Create a class ComplexNumber with:
- A constructor to set the values for the real part and the imaginary part.
- Setters and getters for both.
- A method "ToString", which would return "(2,-3)"
- A method "GetMagnitude" to return the magnitude of the complex number (square root of a2+b2)
- A method "Add", to sum two complex numbers (the real part will be the sum of both real parts, and the imaginary part will be the sum of both imaginary parts)
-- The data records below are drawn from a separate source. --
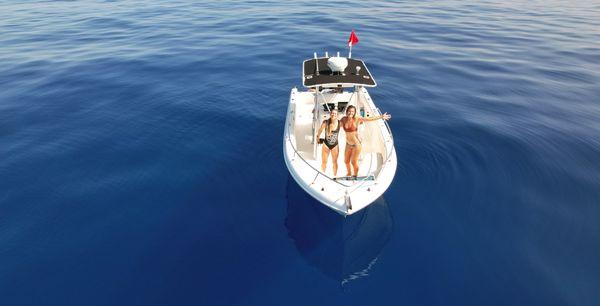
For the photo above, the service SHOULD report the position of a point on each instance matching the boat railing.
(318, 172)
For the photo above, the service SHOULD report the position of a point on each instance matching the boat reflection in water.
(342, 248)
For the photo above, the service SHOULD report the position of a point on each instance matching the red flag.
(353, 40)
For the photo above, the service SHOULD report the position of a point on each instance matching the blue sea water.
(141, 154)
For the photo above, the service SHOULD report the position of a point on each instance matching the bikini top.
(350, 128)
(334, 131)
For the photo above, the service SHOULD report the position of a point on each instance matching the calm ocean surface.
(141, 154)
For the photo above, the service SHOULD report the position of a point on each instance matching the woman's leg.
(334, 154)
(324, 156)
(354, 158)
(347, 155)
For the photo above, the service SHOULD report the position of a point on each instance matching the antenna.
(316, 64)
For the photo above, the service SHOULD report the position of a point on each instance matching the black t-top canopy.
(327, 78)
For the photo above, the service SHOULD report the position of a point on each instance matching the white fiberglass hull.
(377, 163)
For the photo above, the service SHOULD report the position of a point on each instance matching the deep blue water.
(141, 154)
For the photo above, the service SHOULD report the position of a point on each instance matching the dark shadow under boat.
(343, 248)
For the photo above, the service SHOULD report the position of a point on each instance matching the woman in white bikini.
(353, 146)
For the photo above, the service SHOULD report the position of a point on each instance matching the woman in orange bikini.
(353, 146)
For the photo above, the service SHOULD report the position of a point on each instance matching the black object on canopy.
(328, 78)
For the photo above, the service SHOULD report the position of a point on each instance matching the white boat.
(337, 82)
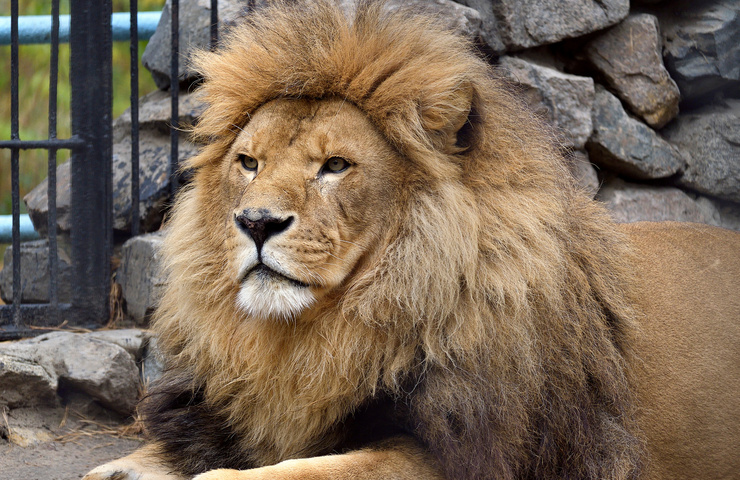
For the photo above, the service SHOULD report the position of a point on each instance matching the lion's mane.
(495, 320)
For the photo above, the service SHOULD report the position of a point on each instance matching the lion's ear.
(447, 117)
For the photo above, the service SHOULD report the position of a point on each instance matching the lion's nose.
(261, 224)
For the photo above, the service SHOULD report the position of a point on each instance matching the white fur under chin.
(273, 298)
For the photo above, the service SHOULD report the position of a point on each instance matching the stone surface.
(489, 31)
(629, 57)
(711, 137)
(528, 23)
(626, 145)
(132, 340)
(97, 368)
(460, 18)
(195, 19)
(155, 111)
(154, 178)
(634, 203)
(583, 171)
(702, 46)
(24, 382)
(35, 274)
(153, 364)
(564, 100)
(724, 214)
(37, 202)
(140, 275)
(154, 183)
(194, 33)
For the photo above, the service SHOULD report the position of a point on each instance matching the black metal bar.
(15, 164)
(174, 93)
(214, 24)
(91, 82)
(58, 144)
(134, 39)
(38, 315)
(52, 166)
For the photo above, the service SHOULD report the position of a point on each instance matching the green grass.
(33, 95)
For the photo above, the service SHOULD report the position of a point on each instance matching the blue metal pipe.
(37, 28)
(6, 229)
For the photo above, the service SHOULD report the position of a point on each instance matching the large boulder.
(564, 100)
(702, 46)
(35, 274)
(629, 202)
(194, 29)
(155, 114)
(97, 368)
(154, 178)
(140, 275)
(195, 21)
(23, 382)
(711, 137)
(528, 23)
(626, 145)
(629, 57)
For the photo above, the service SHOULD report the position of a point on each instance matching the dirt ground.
(61, 443)
(57, 460)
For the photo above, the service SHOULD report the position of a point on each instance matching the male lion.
(382, 269)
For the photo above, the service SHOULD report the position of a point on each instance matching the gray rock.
(153, 364)
(636, 203)
(38, 205)
(711, 137)
(489, 31)
(702, 46)
(133, 340)
(628, 55)
(35, 274)
(564, 100)
(584, 172)
(194, 33)
(154, 178)
(25, 383)
(462, 19)
(724, 214)
(155, 111)
(528, 23)
(100, 369)
(195, 19)
(140, 275)
(154, 183)
(626, 145)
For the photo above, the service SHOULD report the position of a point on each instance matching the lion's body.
(382, 254)
(688, 376)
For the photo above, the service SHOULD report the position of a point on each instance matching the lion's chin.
(273, 297)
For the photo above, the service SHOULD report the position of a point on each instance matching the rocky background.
(646, 97)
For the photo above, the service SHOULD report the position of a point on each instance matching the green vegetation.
(33, 92)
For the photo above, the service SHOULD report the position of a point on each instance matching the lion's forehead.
(308, 129)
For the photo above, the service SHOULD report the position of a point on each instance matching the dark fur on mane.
(496, 326)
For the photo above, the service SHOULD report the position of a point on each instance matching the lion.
(383, 269)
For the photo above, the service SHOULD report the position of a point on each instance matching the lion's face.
(310, 184)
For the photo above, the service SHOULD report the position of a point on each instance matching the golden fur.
(454, 270)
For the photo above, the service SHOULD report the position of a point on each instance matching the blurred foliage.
(33, 90)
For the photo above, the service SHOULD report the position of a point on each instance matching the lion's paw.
(221, 474)
(104, 473)
(125, 470)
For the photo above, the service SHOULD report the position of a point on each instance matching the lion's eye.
(335, 165)
(248, 163)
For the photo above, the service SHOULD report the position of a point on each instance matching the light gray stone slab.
(628, 146)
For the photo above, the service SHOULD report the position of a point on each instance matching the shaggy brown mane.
(494, 317)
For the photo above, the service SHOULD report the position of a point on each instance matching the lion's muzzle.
(261, 224)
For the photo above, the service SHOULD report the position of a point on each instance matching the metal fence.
(91, 235)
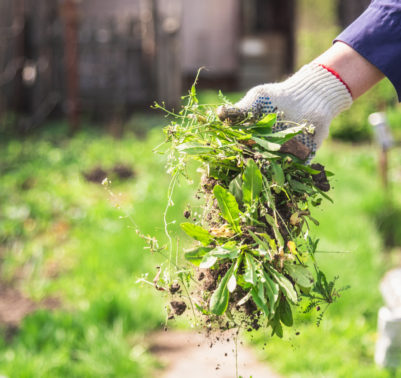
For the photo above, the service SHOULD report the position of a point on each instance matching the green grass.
(66, 238)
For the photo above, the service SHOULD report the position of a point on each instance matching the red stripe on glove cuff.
(337, 75)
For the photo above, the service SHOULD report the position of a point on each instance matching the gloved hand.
(315, 94)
Create a test program, to try these capabilities.
Solution
using System;
class ComplexNumber
{
protected double a, b;
public ComplexNumber(double realPart, double imaginaryPart)
{
a = realPart;
b = imaginaryPart;
}
public double GetReal()
{
return a;
}
public void SetReal(double a)
{
this.a = a;
}
public double GetImaginary()
{
return b;
}
public void SetImaginary(double b)
{
this.b = b;
}
public new string ToString()
{
return "("+a+","+b+")";
}
public double GetMagnitude()
{
return Math.Sqrt ((a * a) + (b * b));
}
public void Add(ComplexNumber c2)
{
a += c2.GetReal();
b += c2.GetImaginary();
}
}
class ComplexTest
{
static void Main()
{
bool debug = false;
ComplexNumber number = new ComplexNumber(5, 2);
Console.WriteLine("Number is: "+ number.ToString());
number.SetImaginary(-3);
Console.WriteLine("Number is: "+ number.ToString());
Console.Write("Magnitude is: ");
Console.WriteLine(number.GetMagnitude());
ComplexNumber number2 = new ComplexNumber(-1, 1);
number.Add(number2);
Console.Write("After adding: ");
Console.WriteLine(number.ToString());
if (debug)
Console.ReadLine();
}
}